In our example, you might choose a different feature vector. You might tell the system to focus on how the animal moves, but the label would still need to be a fish or a mammal. That’s the set of labels. Fish and mammal. That’s the set of labels which our classifier can choose from. The idea of output labels is somewhat specific to classification problems. When we discuss regression, we shall see that the output there is not a label, rather it’s a number. But the idea of a feature vector is incredibly important and it’s quite general. It applies to all machine learning algorithms. The attributes that a machine learning algorithm focuses on are called features.
Typically, we will pass in a data list in which each data point is represented as a vector of such features and that forms the input into the machine learning algorithm known as the feature vector. Next, we’ll talk about what makes deep learning systems like those built in TensorFlow so special in traditional ML based systems. It is still experts who have to decide what goes into the feature vector. They are the ones who decide what features the algorithm should pay attention to. There is another class of machine learning systems known as representation learning systems, which figure out by themselves what the important features are.
Let’s talk next about deep learning and understand exactly how this process plays out.
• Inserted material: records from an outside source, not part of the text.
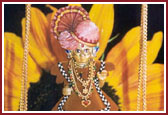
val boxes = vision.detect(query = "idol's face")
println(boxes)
[73,45,93,63]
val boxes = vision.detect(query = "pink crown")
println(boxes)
[52,6,99,50]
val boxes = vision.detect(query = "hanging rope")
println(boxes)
[137,4,148,111]
[20,4,31,111]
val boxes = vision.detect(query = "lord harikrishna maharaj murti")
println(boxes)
[52,6,119,111]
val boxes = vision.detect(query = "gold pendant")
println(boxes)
[81,100,91,107]
[83,88,88,94]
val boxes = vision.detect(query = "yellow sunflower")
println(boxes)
[4,4,164,111]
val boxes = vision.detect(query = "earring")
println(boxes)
[65,50,72,59]
[93,46,99,57]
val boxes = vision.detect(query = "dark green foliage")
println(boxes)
[28,72,63,111]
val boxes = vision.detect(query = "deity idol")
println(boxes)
[52,6,119,111]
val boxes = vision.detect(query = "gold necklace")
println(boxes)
[19,4,31,111]
[69,60,94,107]
[73,61,94,94]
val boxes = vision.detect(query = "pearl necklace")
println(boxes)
[58,61,111,111]
[69,60,93,107]
[72,60,95,94]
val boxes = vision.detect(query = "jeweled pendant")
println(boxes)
[83,88,88,94]
[81,100,91,107]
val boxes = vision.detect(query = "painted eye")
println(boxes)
[76,49,80,53]
[84,49,89,53]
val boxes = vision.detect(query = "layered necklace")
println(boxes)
[69,59,95,107]
[58,59,111,111]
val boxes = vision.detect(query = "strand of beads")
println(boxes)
[73,61,95,94]
[69,60,94,107]
[58,61,111,111]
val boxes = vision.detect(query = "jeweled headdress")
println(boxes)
[52,6,99,50]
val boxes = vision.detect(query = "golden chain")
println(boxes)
[20,4,31,111]
[137,4,148,111]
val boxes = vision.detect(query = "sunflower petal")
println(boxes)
[68,4,81,6]
[89,4,114,59]
[22,8,55,70]
[106,27,162,84]
[4,33,41,111]
[106,27,163,110]
[147,32,163,64]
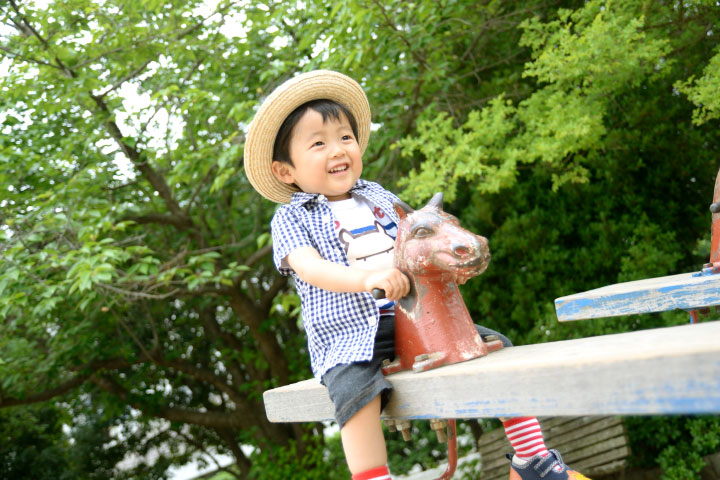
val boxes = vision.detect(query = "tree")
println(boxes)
[0,0,720,478]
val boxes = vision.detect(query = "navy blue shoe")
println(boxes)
[505,450,590,480]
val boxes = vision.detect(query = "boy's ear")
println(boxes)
[270,160,295,183]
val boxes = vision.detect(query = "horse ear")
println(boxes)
[393,200,415,219]
[427,192,442,210]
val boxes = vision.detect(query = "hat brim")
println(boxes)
[244,70,370,203]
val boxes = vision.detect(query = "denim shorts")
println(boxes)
[322,315,512,428]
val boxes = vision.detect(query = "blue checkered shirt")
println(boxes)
[270,180,399,378]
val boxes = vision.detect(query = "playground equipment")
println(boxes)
[263,172,720,479]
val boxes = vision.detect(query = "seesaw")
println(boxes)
[263,175,720,479]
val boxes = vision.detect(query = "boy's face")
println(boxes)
[272,108,362,201]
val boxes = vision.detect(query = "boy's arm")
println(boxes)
[287,247,410,300]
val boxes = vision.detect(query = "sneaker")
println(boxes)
[505,450,590,480]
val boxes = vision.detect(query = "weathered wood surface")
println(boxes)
[555,273,720,322]
[478,416,630,480]
[264,321,720,422]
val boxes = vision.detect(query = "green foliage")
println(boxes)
[0,405,73,480]
[625,416,720,480]
[675,48,720,125]
[248,432,350,480]
[0,0,720,478]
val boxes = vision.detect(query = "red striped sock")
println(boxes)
[352,465,391,480]
[503,417,549,460]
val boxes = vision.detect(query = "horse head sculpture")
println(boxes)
[383,193,502,374]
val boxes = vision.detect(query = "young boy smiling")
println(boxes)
[244,70,585,480]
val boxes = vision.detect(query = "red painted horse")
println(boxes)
[383,193,502,374]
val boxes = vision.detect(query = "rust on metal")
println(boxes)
[383,194,502,374]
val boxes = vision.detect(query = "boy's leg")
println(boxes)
[500,417,548,460]
[475,325,588,480]
[340,395,390,479]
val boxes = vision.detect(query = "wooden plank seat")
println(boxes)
[555,273,720,322]
[478,416,630,480]
[263,321,720,422]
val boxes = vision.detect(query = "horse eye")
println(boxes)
[413,227,433,238]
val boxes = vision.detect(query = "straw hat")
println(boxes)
[244,70,370,203]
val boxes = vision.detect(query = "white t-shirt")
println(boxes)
[328,194,397,313]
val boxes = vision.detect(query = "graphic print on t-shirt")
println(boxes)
[338,220,395,268]
[330,195,397,314]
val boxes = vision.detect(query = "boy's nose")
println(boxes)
[330,143,345,158]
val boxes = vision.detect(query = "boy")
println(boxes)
[244,70,585,480]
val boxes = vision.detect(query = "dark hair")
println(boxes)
[273,99,357,165]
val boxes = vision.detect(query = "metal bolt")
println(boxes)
[430,418,447,443]
[395,420,410,442]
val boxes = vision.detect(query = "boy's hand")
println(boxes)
[365,268,410,300]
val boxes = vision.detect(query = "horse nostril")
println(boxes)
[453,245,470,257]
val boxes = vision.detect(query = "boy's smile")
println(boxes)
[272,109,362,201]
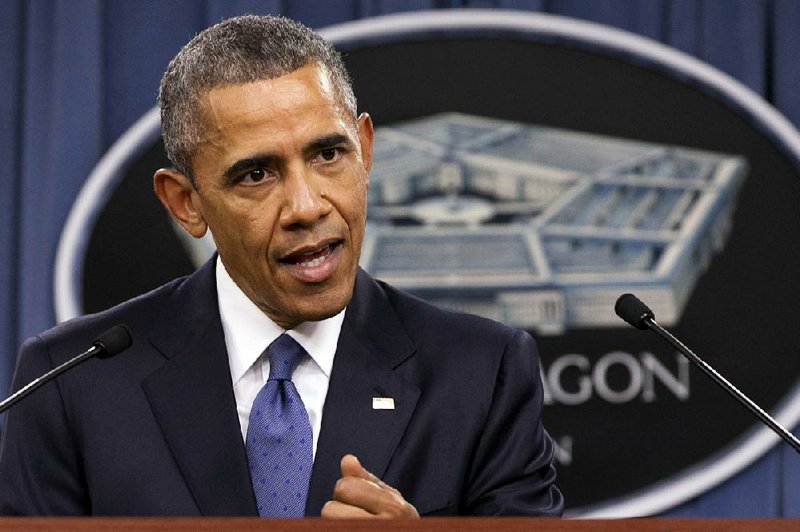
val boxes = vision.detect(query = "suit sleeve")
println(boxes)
[0,337,90,516]
[466,331,564,516]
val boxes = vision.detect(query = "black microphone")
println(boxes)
[0,324,133,414]
[614,294,800,453]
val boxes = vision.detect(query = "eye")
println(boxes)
[312,148,342,163]
[239,168,268,185]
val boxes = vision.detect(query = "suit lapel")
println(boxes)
[142,259,258,515]
[306,271,420,516]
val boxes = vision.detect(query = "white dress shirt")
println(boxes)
[216,257,344,455]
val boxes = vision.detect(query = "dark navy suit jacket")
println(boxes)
[0,260,563,515]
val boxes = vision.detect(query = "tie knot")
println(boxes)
[267,334,306,381]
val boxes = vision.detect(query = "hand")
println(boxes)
[322,454,419,519]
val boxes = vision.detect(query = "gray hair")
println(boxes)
[158,15,356,181]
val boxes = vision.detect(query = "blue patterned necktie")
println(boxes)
[247,334,313,517]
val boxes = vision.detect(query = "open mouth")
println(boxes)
[280,244,342,268]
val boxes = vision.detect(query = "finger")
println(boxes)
[340,454,379,482]
[333,476,409,517]
[320,501,373,519]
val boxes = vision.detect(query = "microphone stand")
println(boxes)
[641,315,800,453]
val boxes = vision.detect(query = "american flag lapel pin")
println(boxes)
[372,397,394,410]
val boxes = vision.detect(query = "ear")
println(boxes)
[358,113,375,173]
[153,168,208,238]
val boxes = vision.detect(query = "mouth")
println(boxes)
[278,240,343,282]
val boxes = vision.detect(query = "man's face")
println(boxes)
[181,63,372,328]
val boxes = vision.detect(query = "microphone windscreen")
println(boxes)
[92,324,133,358]
[614,294,655,329]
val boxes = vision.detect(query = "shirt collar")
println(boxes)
[216,256,345,384]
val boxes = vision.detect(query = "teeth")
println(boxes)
[300,253,328,268]
[298,246,331,268]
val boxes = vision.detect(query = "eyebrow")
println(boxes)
[223,133,353,182]
[303,133,353,152]
[222,153,280,182]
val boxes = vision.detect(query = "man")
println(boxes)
[0,16,563,517]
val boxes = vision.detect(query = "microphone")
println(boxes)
[0,324,133,414]
[614,294,800,453]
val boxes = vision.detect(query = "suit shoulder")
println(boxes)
[28,277,187,363]
[376,281,529,343]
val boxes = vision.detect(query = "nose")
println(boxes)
[280,164,333,229]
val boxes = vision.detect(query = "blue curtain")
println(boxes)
[0,0,800,516]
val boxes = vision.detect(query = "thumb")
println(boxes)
[340,454,375,480]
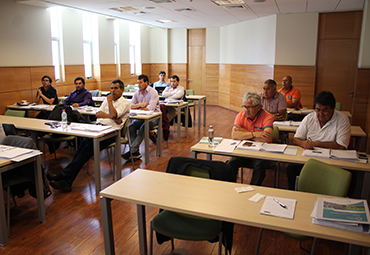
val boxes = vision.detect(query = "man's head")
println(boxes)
[159,71,166,82]
[263,79,276,99]
[314,91,335,125]
[242,92,262,120]
[137,74,149,91]
[170,75,180,89]
[110,79,125,101]
[41,75,52,89]
[74,77,85,91]
[282,76,293,90]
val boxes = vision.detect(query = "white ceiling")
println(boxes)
[16,0,365,28]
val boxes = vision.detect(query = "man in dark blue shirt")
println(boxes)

Let’s return to the question we posed at the start of this video. Data formats such as images or videos are much harder to work with than x or numbers. And the reason for this is images or videos already represent complex representations or encodings of the underlying data to extract the correct feature vectors to focus in on those features, those parts of the images of the videos which actually matter requires much more expertise than working with x or numbers.
Consider, for instance, that virtually anyone has a good way to summarize a set of numbers, maybe using an average or a standard deviation. On the other hand, if I were to ask you to summarize numerically the contents of a photograph or a video, you’d probably struggle. This is why data formats such as images and videos require tools such as neural networks. Neural networks can figure out for themselves what really matters what the important features are with text or numbers. It’s much easier for human experts to zero in on the feature vectors that really work.